The nice thing from his point of view is that those increases will not be needed for about 10 years, long after he will have left the White House after his hoped-for eight years as president.
The differences do not stop there. Gore is promising to devote a portion of the surplus to helping old folks meet the rising cost of prescription drugs, a programme that even the liberal-leaning New York Times concedes would be "costly".
Bush, on the other hand, sees defence spending as a more important priority. Most experts agree that the American military has been starved of funds by the Clinton administration and that it no longer is able to meet the agreed military objective of fighting two wars at the same time.
Indeed, in Kosovo the military ran out of missiles, military pay is now so low that many families in the armed forces must rely on food stamps to make ends meet, and training missions have been curtailed to save money. That worries the Republicans a lot more than it does the Democrats.
Gore's people are asking President Clinton to veto the spending bills now emerging from Congress because they fall some $ 23 billion short of what the Democrats want to spend on teachers, health care, national parks and a variety of social benefits.
Defence spending just does not appeal to them as much as funding the projects of the party's important traditional constituency groups - the teachers' unions, greens and pensioners.
An even bigger difference between the philosophies of the parties relates to tax cuts.
Bush has proposed a tax cut that Gore labels "risky" and excessive.
Even more revealing, Gore, who has been forced by the rising surplus to offer a modest tax cut of his own, nevertheless continues to refer to such reductions in the government's exactions as "spending the surplus", as if the money originated in the government and is its to spend.
Bush, in line with the tradition established by Ronald Reagan, says taxes belong to the people, not to the government, and a tax cut merely leaves the money where it was earned in the first place.

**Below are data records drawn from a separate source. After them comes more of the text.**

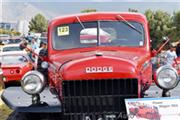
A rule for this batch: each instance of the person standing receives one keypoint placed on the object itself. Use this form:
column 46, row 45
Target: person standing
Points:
column 171, row 56
column 37, row 51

And that prevents sticky fingered politicians from spending the surplus.
So money talks. And both candidates are listening.
The surplus is telling Gore and the Democrats they can expand the welfare state.
It is telling Bush and the Republicans they can rescue the military from penury and let the people keep more of their hard-earned money.
In short, it is telling both candidates the age of austerity is over and there is plenty of money with which to pursue their very different philosophies of government.
This prospect is so delicious that neither Bush nor Gore wants to question whether the money will be there when actual figures replace current projections and when all of the government's obligations to future generations are fully funded.
Since the surplus is no sure thing, it would seem that Bush is on firmer ground. Gore's spending plans, once enacted, are likely to prove irreversible, whereas the Bush tax cuts can be deferred or reversed if necessary.
Prudence dictates hedging one's bet. Bush has done just that, while Gore has left himself exposed to any unpleasant surprises the economy might have in store for the government's forecasters.
Irwin Stelzer is a Senior Fellow and Director of Economic Policy Studies for the Hudson Institute. He is also the U.S. economist and political columnist for The Sunday Times (London) and The Courier Mail (Australia), a columnist for The New York Post, and an honorary fellow of the Centre for Socio-Legal Studies for Wolfson College at Oxford University. He is the founder and former president of National Economic Research Associates and a consultant to several U.S. and United Kingdom industries on a variety of commercial and policy issues. He has a doctorate in economics from Cornell University and has taught at institutions such as Cornell, the University of Connecticut, New York University, and Nuffield College, Oxford.